Little Black Sketchbook
Thank you teachers, you might never know when you change a student’s life, but believe me when I say you do if your heart is in it.
At the end of the school year, my thoughtful 8th grade Art teacher took me quietly aside and handed me a plain black sketchbook. She told me to never stop drawing. I smiled, and didn't realize till years later how much that influenced my relationship with art. That special acknowledgement for one little odd duck made all the difference.
I still have that plain black sketchbook; it’s a lot thinner then when I first received it. I came into the habit of ripping out the pages that weren't good enough, embarrassing, and unworthy. I lacked the foresight to realize I needed the bad drawings as much as the good, to learn from them. I'm saddened by the thought that I can't go back and study where I went wrong, or tossed out an idea that was actually quite good, I just didn't see it yet. Step by step, we learn our paths, even if we stumble from time to time. Embrace the bad pages, they make us who we are.

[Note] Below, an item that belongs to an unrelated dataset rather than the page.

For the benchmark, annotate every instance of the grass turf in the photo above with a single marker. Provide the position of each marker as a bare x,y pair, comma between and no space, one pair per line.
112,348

My Abbreviated Artistic Journey
When I was little, I was taught I could be anything I wanted to be. I was so fortunate to have the support of my family and teachers. But what did I want to achieve? I always wanted to do something that would make a difference in the world. But how?
Could I be a doctor? A lawyer? A firefighter? Well, I never had a knack for science, or speaking in front of large crowds, and my physique isn’t quite right to do the intense job of fighting fires. How then, could I make my contribution to the world?
I’ve always loved art, loved creating, but that was one thing I never imagined I could actually do when I grew up. Art is something one does for fun, you can’t actually make a living doing that!
My soul would not let it go, in college I tried to be a history, Spanish, even a physic
s major. Nothing stuck. I had no passion for these subjects, maybe interest but my heart was not in it. Art called me. After my bachelors in Studio Art, I dabbled in more commercial paintings, but it didn't seem to be working out the way I wanted.
After some trivial success I decided I was out of my mind! What was I doing, I can’t make it as an artist, no one is an “artist” when they grow up. I decided to go back to school for a landscape design certificate. Maybe this was the way for me, a practical approach to art/design, a way to bring beauty into the world but also with function. No art for art’s sake.
I aced my way through the Landscape Design program, but I never could get on board with plants. I love nature, but as I looked at my peers, they would have conversations with excitement about a new sapling they acquired and how it was doing. Their eyes would light up. I really, really, tried to be a plant person. It just wasn’t who I was though.
I realized that my eyes lit up when I spoke about art; I needed to stop pretending to be something I wasn’t, and go all in.
So after a move and lots of life changes, I am all in. I am ready to devote myself to my mission to make a difference with my art. And although I may not have it all figured out, I am on my way. And I am honored to call myself, Artist. Thanks for reading, let the journey continue!